Court Opinion

ID: 5804527
Source: CourtListenerOpinion
Date Created: 2022-01-12 18:34:36.388397+00
Date Added: 2024-06-11T08:42:40.858212
License: Public Domain

Order, Supreme Court, New York County (Sue Ann Hoahng, Special Ref.), entered on or about May 11, 2009, which granted defendant’s motion to dismiss his former attorney’s motion for additional legal fees and ancillary relief, and denied attorney Diahn W. McGrath’s motion for legal fees and ancillary relief, unanimously reversed, on the law, with costs, defendant’s motion denied and McGrath’s granted, and the matter remanded for determination of the amount of reasonable legal fees recoverable by McGrath.
Defendant opposes his former attorney’s application for additional legal fees on the ground that she failed to comply with the rules governing matrimonial retainer agreements (22 NYCRR part 1400). We find that McGrath substantially complied with the rules and therefore is not precluded from recovering reasonable fees for services rendered (see Flanagan v Flanagan, 267 AD2d 80 [1999]). The record establishes that, although McGrath prepared and sent defendant a retainer agreement, defendant, who does not deny that he received the agreement, never signed and returned a copy of it to her. However, it also shows that defendant paid the retainer fee of $7,500 provided for in the agreement, and that, over the course of two years, McGrath rendered services to him, he received numerous billing statements from her and made extensive payments, and he never objected to any of the bills until after he discharged her in July 2008. Under these circumstances, we find that, notwithstanding that he never returned a signed copy to Mc-Grath, defendant ratified the retainer agreement (see Matter of Edelstein v Greisman, 67 AD3d 796, 797 [2009]).

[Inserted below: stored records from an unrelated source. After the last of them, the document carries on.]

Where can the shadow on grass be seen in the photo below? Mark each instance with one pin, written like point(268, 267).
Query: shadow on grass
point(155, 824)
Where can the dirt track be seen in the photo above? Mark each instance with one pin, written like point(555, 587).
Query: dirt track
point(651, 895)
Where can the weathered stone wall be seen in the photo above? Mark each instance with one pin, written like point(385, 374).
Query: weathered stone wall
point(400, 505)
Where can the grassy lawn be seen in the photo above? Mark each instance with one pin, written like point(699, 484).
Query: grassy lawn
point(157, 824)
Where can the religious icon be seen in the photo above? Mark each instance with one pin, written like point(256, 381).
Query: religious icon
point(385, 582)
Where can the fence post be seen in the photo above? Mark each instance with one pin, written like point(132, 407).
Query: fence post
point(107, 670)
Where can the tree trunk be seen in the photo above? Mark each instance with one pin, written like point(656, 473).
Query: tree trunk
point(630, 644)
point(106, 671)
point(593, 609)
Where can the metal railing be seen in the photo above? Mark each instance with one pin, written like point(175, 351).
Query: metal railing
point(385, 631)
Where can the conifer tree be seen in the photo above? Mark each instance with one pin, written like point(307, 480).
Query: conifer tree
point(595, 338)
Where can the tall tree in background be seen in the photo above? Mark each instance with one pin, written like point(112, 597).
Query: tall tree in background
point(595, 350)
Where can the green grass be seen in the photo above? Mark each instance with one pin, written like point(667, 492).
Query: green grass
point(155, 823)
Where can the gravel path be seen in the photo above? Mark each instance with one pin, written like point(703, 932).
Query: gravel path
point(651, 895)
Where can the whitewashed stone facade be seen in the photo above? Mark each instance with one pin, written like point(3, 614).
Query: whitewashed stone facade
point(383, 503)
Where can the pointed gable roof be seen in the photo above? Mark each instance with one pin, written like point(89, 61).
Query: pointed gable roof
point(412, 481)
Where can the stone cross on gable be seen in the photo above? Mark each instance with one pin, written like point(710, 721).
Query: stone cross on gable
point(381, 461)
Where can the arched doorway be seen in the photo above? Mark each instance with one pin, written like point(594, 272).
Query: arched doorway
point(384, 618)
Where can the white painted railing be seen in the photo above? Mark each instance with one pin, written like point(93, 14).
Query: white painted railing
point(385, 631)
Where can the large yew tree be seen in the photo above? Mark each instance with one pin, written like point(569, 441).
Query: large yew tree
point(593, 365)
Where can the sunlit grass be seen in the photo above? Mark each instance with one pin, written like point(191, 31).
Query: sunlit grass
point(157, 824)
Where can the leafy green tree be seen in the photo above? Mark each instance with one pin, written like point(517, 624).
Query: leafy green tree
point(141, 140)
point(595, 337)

Defendant’s contention that the retainer agreement did not adequately apprise him of his right to seek arbitration of any fee dispute is belied by the fact that the standardized statement of client’s rights and responsibilities (reproduced from 22 NYCRR 1400.2), which expressly includes this right, was ap*435pended to the agreement. His contention that McGrath failed to submit written statements at least every 60 days, as the retainer agreement provided for, is also unavailing, since by failing to object to any of her bills until after he discharged her in July 2008, he waived his right to be billed at least every 60 days (see Johnner v Mims, 48 AD3d 1104 [2008]). Concur—Andrias, J.E, Friedman, McGuire, Acosta and DeGrasse, JJ.